Игроки и игралища (сборник) - страница 37

Шрифт
Интервал


Соединение несоединимых языков включило у позднего Петрова ту холодно-экстатическую плавильную машину, которая составляет основу его зрелых «фуг» (в том числе мощнейших из них, таких как «Я с жизнью рядом» или «Босх»). Машину, бесконечно впитывающую, затягивающую, расщепляющую в себе внешний язык, чтобы родить индивидуальную речь. Речь, образцы которой – в его лучших коротких поздних стихотворениях (таких, как «Собор Смольного монастыря», или «Тучи громыхали…», или «Сегодня о тебе подумал в первый раз…», или «Рассыпан на порожке лист каштана…»). Мощь машины, красота ее работы (и сам факт ее наличия в этом времени!) заставляет закрыть глаза на, в общем-то, ограниченный коэффициент полезного действия, на избыток копящегося на выходе шлака… Процесс настолько ярок, что оказывается важнее результата – вообще-то подобное случается в культуре очень редко.

Впрочем, о главном Петрове – в другой раз поподробнее.

Последний поэт[26]

1

Двадцатилетие со дня смерти Арсения Тарковского не было замечено никем – что и неудивительно: даже столетие со дня его рождения отметили почти «по обязанности». Не то чтобы это вызывало особенную досаду: смешно увязывать память о первоклассных стихах и их авторах со случайными комбинациями дат. И, разумеется, гораздо ценнее, что в одном из ясных, но тревожных уголков человеческого сознания пляшет перед звездами звезда, судьба идет по следу, как сумасшедший с бритвою в руке, плещется черная вода на дне колодца – только этого мало, этого навсегда мало…
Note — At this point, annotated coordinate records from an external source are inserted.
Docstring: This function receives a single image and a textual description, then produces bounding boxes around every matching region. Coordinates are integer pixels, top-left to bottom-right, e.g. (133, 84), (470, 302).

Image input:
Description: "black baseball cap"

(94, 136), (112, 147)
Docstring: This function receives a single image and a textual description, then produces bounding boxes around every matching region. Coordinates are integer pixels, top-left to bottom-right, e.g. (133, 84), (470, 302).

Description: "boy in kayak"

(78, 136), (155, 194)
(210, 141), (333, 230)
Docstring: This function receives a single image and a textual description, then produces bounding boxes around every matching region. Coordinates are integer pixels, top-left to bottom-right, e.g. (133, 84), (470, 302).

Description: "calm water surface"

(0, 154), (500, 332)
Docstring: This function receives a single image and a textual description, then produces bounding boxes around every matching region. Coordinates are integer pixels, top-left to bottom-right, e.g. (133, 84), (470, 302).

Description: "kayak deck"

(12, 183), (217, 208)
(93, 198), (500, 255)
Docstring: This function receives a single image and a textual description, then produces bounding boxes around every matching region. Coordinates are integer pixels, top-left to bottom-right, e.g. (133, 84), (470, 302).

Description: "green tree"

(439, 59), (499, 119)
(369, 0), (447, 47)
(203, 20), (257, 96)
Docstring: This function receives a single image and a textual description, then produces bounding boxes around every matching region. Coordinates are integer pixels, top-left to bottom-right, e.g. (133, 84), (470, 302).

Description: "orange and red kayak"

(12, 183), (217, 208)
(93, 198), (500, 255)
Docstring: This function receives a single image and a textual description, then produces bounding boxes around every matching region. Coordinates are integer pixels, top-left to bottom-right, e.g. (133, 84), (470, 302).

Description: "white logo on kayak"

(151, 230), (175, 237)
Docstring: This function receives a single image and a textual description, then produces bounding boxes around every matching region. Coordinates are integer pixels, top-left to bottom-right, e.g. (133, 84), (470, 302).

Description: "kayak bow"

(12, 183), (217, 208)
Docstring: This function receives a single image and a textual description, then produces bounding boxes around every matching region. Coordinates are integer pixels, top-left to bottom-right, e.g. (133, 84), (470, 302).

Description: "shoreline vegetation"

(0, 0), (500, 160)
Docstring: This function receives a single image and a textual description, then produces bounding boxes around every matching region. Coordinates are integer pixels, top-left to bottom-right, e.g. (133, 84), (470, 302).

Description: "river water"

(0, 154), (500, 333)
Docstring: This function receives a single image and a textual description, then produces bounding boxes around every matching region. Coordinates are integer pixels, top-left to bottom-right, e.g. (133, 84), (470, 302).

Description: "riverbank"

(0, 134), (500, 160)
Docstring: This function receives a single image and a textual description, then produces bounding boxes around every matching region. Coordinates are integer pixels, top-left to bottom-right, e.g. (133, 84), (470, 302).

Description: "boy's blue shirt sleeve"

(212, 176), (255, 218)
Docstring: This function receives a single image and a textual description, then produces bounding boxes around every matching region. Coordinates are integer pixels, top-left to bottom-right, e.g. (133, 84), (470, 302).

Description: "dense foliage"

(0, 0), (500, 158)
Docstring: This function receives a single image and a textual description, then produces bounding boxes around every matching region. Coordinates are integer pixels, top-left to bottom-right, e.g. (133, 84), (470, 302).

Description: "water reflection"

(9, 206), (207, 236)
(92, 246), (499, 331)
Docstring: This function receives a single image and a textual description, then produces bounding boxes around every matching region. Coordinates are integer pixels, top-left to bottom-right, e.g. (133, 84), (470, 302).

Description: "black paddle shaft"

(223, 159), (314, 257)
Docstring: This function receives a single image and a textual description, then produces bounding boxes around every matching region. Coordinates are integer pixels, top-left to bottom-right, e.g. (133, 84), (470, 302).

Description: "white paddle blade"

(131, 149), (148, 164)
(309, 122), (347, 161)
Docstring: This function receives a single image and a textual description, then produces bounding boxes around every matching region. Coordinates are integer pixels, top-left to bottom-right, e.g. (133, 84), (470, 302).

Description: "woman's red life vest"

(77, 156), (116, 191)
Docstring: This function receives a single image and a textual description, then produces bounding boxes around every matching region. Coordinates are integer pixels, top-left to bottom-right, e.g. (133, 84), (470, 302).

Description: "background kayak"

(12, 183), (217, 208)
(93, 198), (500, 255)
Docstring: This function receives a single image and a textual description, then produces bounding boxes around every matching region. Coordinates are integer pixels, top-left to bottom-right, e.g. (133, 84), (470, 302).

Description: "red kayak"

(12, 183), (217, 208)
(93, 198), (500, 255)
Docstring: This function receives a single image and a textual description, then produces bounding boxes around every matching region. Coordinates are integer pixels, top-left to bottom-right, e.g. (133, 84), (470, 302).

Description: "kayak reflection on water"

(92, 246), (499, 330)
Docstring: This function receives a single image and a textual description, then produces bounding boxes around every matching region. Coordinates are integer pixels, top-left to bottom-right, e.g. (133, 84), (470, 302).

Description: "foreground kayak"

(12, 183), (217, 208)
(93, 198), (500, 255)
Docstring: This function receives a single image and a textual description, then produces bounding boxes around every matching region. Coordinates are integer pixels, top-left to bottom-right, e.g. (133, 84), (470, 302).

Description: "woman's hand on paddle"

Но в творческой судьбе и творческой личности Тарковского были черты, о которых стоит поговорить именно сейчас. По отношению к стихам смешно говорить об «актуальности», а вот все то, что вокруг стихов, – неожиданно актуально.

2

В начале 1930-х годов существовала четверка/группа/«квадрига» (по позднейшему определению одного из ее участников) молодых поэтов – Арсений Тарковский, Мария Петровых, Аркадий Штейнберг и Семен Липкин. Все они вышли (с тем или иным привоем) из субкультуры, которую Вадим Кожинов так неудачно назвал «лефоакмеизмом». Неудачно не потому, что «лефоакмеизма» не было и быть не могло – мог быть и был! Лефоакмеизм это… например, Тихонов (с середины 1920-х), Сурков, Симонов: такое же приспособление акмеистической технологии для исполнения социального заказа, как в ЛЕФе приспосабливалась технология футуристическая. Но московский неоклассицизм 1920-х, школа Георгия Шенгели – это совершенно другое. По существу, это были, конечно, в антропологическом, лингвистическом и эстетическом смысле «бывшие» люди, но, в отличие от своих ленинградских собратьев (таких, как Андрей Николев, например), они своей маргинальности и обреченности не понимали и на что-то всерьез рассчитывали. Шенгели – тот просто рассчитывал на место советского Брюсова, и ничего из этого не вышло (притом что как поэт он был Брюсова едва ли не талантливее). Отсюда приподнятая и напряженная интонация этих москвичей, их мускулистый язык, так контрастирующий с зияющим разверстыми гласными языком и наивно-растерянной интонацией последних петербуржцев (единственное исключение в Москве – поздняя Софья Парнок, которая, конечно, ближе к Вагинову и Николеву, чем к Шенгели). И вот – четыре поэта, изначально писавшие примерно на одном уровне. Всех четверых не печатают или печатают очень скудно, все зарабатывают, с подачи грузина Шенгели, переводами с языков восточных народов СССР, с подстрочника, разумеется. Проходит пятнадцать, двадцать, двадцать пять лет, включающие 1937 год, войну (на которой побывали все мужчины из «квадриги») и многое другое.